Jesus’ willingness to come and embrace death. He saw the mess we are in and he stepped
right into it. Jesus had prescient,
prophetic vision. He knew death was
coming before he ever came to Jerusalem.
But he came. Jesus had supreme
communication with God. If he had called
on a legion of heavenly warriors, angels, they would have come and the
crucifixion would have never happened.
He never made that call. When he
knew the crucifixion was inevitable and God wasn’t going to change the plan, he
literally took it like a man.
I
don’t mean that in the macho way was use that phrase. I mean, like any human would, he wept. He cried out to God in agony. He bled when the whip ripped up chunks of his
flesh. He joined us in our
humanity. He took the worst we have to
offer. He suffered mightily leading up
to the cross and then hanging on it. He
feared death as much as you or I would.
Jesus
did it because he knew that God would accept his death as an acceptable
conclusion. The death of Jesus was the
endpoint for all sins committed by all people.

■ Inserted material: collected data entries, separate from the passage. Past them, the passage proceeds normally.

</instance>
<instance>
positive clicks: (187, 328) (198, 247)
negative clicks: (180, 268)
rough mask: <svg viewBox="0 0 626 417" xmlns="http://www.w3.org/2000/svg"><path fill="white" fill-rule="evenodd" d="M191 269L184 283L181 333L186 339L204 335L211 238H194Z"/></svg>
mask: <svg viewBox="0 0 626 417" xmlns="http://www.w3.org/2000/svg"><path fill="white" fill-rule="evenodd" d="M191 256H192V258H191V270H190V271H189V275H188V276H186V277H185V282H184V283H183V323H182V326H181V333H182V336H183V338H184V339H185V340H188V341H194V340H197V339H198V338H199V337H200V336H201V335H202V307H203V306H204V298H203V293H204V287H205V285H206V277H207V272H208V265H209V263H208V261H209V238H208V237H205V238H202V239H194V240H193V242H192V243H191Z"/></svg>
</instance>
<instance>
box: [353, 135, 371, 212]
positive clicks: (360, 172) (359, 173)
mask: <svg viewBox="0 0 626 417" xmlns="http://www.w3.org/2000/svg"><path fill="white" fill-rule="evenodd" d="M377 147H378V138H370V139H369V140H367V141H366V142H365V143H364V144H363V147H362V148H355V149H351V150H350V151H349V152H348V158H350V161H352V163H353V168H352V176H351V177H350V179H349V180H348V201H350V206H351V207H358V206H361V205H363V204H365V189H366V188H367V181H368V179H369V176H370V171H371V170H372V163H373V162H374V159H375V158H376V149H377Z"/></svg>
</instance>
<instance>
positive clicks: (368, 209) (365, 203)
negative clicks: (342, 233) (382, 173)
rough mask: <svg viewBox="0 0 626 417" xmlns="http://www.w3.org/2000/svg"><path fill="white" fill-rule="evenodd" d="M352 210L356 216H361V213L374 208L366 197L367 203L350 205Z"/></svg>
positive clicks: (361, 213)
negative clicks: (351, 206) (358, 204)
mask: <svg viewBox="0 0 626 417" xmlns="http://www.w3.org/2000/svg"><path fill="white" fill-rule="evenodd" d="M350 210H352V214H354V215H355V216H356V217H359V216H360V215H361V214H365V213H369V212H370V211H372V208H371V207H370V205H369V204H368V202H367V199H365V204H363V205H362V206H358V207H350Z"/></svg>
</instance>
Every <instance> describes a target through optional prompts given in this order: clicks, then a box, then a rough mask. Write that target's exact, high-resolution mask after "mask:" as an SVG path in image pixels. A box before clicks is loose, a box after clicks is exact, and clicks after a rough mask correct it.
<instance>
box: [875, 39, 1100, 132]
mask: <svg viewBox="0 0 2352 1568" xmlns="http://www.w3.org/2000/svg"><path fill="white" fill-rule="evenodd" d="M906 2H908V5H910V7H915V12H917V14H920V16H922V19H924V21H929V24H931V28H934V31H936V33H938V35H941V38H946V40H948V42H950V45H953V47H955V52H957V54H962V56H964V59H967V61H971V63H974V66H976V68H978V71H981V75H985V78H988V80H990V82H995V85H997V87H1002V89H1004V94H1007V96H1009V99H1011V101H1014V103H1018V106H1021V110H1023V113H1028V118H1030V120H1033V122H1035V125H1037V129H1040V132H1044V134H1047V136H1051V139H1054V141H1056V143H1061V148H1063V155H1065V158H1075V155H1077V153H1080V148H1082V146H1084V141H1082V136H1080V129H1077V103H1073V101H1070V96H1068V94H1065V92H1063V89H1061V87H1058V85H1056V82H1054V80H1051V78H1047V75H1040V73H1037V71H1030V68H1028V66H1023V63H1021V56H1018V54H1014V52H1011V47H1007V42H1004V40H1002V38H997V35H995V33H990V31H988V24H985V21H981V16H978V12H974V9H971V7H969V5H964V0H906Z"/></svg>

Jesus knew God would receive his death in this way. He knew he was dying for the sins of the
world. His death showed his humanity; it
also showed his love.
How
far did Jesus’ love go? The cross is the
answer. On Good Friday, weep. Death should drive us to frustrated, scared,
defeated tears. Death is the antithesis
of God’s design for us. Jesus’ death is
the great sorrow of history, the nadir of all time, the lowest of low
points. Weep.
And,
receive. I’ve spoken of sin, because
that’s the story. My sin leads to Jesus’
death and creation’s degradation.
However, before the story, behind the story, over the story, and in the
story, God is working to carry us beyond sin and into His good graces. Receive the gift of righteousness. Grieve your sins but then receive forgiveness
and rejoice. Even on this day, quietly
rejoice because in Christ, you are a new creation. We rehearse and re-tell the Good Friday story
knowing Jesus’ gambit paid off. In his
act of love and sacrifice, sin is defeated and you and I are rescued. John reports that Jesus said at the end, “It
is finished.”
This
mess we’ve made, it’s done. Finished.
The grief that exhausts us, the guilt that tortures us, it is done. God’s love is accomplished in Jesus’ death. We walk in the story knowing who we are now,
now that Jesus has done all he set out to do.
We are the sons and daughters of God, his beloved possessions. As you
lived your life and walk through the Lent-Easter season, know this about
yourself. You are God’s beloved child.